Matthias Kaiser
Matthias Kaiser
Matthias Kaiser is Professor at the Centre for the Study of the Sciences and Humanities (SVT) at the University of Bergen, and Professor II at NTNU in Trondheim. He has studied at the University of Munich, University of Oslo, Stanford University and Frankfurt University. His areas of expertise include: philosophy of science (Dr.phil.), ethics of science, and technology assessment. He is also an Affiliated Fellow at the Koi Tū Centre for Informed Futures at the University of Auckland.
Matthias was born in Germany, in Leipzig, which at the time was still under a communist regime. Luckily his parents escaped to West Germany in the nick of time before the Berlin Wall. There he was a refugee! Even though just starting school, this experience of a very different culture and regime turned him into a sceptic of all presumed authorities. In other words, he became a philosopher at a young age. After high school, which was mainly about the natural sciences and mathematics, he wanted to study something different and so he studied philosophy. But already during the second term he found out that he cannot do philosophy without a good grasp of logic, and that brought him to study mathematics. For his thesis he wanted to combine philosophy and logic, so he went to Norway where he had some good professors. Now he was also an immigrant! His interests turned to the sciences, both fascinated by their theories and at the same time puzzled by the misuse of science in politics.

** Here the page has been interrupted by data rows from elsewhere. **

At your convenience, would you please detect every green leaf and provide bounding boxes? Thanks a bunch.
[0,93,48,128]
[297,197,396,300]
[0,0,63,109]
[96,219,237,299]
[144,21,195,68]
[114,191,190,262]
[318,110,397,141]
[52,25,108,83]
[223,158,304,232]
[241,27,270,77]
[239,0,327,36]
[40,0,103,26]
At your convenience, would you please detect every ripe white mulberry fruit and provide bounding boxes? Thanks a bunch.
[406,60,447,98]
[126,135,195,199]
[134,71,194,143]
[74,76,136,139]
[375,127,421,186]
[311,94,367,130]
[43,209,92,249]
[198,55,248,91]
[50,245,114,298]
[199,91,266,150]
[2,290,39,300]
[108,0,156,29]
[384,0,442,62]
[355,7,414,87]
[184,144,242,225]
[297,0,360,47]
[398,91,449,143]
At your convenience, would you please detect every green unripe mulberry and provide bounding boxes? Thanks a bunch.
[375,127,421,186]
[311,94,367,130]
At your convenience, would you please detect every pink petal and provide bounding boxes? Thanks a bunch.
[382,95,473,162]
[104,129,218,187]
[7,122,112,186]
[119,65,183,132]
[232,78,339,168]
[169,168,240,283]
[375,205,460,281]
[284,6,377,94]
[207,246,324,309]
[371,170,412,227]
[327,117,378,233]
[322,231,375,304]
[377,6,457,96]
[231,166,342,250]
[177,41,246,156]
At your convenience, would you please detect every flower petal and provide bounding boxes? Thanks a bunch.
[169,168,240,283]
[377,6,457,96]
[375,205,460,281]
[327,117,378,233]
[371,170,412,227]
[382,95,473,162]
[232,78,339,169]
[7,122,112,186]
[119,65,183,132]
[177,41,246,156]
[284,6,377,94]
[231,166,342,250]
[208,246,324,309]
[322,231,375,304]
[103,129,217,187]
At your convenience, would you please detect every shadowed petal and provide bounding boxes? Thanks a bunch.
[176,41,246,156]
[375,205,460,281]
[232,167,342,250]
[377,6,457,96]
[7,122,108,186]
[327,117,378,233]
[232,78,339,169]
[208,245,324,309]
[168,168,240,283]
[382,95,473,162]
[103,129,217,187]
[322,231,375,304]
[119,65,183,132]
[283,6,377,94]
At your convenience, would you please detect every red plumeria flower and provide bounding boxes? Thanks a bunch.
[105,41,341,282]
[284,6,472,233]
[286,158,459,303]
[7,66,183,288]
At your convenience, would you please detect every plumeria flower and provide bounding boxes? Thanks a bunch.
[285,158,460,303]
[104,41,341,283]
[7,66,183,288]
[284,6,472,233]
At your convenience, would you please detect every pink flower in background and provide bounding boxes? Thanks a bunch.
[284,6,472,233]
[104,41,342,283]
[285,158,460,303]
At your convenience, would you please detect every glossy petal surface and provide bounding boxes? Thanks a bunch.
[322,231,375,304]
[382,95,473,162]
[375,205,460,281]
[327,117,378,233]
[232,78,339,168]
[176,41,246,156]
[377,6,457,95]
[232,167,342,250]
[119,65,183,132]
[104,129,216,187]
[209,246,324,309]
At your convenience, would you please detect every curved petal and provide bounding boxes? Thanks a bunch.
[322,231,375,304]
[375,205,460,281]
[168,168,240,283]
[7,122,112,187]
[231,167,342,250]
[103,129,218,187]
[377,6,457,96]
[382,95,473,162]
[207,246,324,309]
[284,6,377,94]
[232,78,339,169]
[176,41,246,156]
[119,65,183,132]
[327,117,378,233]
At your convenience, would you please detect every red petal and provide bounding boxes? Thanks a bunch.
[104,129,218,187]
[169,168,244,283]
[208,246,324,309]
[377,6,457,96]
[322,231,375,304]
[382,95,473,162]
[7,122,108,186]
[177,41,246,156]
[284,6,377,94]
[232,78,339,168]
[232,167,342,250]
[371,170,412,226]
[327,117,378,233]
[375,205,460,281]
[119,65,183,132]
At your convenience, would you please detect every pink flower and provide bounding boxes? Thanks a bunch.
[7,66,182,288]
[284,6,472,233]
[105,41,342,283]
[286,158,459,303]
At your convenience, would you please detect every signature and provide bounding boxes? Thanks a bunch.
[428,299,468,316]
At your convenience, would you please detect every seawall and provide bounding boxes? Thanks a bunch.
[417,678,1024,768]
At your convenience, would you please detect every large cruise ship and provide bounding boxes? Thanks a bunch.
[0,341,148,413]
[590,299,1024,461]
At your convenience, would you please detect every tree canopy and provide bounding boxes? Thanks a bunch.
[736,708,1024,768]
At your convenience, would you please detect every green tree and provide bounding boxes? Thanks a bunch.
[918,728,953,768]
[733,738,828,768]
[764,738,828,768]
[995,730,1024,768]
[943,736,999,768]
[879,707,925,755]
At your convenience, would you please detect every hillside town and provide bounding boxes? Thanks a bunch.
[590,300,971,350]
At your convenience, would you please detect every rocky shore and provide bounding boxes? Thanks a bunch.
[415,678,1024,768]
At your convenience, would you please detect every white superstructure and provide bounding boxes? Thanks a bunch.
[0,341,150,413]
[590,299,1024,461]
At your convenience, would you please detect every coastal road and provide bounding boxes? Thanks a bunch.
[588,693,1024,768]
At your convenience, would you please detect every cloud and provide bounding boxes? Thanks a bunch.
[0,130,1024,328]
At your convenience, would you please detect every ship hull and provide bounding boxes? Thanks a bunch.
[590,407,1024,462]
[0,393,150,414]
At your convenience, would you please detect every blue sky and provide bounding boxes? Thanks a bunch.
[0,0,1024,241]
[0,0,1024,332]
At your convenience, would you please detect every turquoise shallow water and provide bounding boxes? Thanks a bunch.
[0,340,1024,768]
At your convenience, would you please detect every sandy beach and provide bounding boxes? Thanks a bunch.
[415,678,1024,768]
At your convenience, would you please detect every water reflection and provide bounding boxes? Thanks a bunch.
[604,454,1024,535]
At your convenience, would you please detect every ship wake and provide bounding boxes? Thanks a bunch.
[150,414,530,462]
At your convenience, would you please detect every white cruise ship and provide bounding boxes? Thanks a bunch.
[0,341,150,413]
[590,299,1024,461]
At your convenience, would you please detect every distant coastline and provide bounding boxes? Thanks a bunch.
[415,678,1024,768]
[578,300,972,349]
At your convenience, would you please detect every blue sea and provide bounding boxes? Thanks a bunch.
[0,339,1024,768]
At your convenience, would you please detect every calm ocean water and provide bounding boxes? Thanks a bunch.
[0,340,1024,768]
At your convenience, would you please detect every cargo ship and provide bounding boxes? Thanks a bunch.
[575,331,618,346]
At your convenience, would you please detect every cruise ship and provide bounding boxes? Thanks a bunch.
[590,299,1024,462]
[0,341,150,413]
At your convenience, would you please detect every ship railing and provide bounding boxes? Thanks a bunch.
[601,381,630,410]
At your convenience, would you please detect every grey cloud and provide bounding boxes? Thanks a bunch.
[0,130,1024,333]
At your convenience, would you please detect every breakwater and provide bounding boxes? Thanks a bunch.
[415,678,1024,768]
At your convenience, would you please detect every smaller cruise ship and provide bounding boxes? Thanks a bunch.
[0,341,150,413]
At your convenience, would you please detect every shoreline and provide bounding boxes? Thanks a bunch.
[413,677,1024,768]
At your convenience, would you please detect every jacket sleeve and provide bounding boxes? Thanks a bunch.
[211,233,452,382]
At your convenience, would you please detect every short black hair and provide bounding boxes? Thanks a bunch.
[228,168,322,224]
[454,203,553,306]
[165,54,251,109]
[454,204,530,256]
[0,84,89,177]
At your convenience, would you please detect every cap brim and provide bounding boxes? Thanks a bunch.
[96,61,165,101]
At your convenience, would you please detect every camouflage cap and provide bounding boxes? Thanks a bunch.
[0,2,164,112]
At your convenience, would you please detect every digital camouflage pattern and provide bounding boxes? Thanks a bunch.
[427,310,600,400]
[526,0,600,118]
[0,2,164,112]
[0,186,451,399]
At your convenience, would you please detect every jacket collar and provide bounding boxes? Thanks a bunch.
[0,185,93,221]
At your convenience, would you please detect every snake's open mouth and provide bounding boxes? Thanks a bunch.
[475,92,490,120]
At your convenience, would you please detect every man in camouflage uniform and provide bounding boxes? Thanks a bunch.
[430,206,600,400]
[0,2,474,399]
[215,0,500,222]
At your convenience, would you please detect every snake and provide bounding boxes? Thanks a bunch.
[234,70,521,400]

Now there is no trace of logic left in him, he is all about ambiguity and uncertainty, in science as in life. Furthermore, he is deeply puzzled about values, wondering about his own, but mostly about those of other people, the academic lot in particular. His life has turned post-normal, and he thinks this is a good basis for work in the AFINO project.
Besides this, he has written a thriller, he likes to cook for others, and he plays electric blues bass. Politically, he is a hard-core liberal European to the bone!